I talked to him while I worked. Not the man who handed me envelopes of cash, but the man in the notebooks. I raged at him, I cried for him, and slowly, painfully, I began to forgive him. The anger that had sustained me for so long felt suddenly brittle, replaced by a profound, aching sadness for the time we had lost.
When the boat was finally finished, it was beautiful. The mahogany gleamed under the layers of varnish, the lines smooth and elegant. I named it The Apology.
On a crisp autumn morning, the lake surface smooth as glass, I slid The Apology into the water. It sat perfectly balanced, eager for the current. I climbed in, took the oars, and pushed off the dock.
The silence of the lake enveloped me. I rowed out to the center, the rhythmic splash of the oars the only sound. I stopped rowing and let the boat drift. I looked down at the polished wood beneath my feet, the wood he had chosen, the wood I had shaped.
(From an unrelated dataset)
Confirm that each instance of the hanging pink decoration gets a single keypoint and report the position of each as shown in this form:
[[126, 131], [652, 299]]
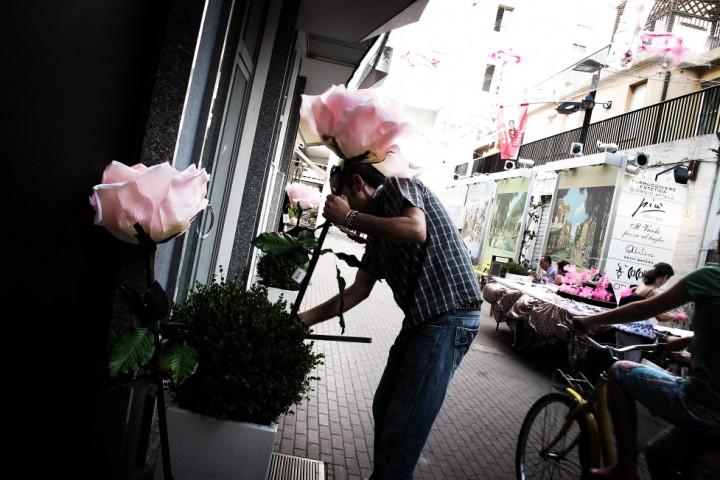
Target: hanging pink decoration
[[673, 48], [626, 38], [510, 135], [419, 60]]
I didn’t feel hollow anymore. The ghost was gone, replaced by the solid reality of the boat holding me afloat. He hadn’t left me a fortune, or a house, or even a finished vessel. He had left me the pieces. And in putting them together, I had finally found the piece of myself he had taken with him.
I picked up the oars again, feeling the resistance of the water, the weight of the wind against my back, and rowed toward the far shore, ready for whatever came next.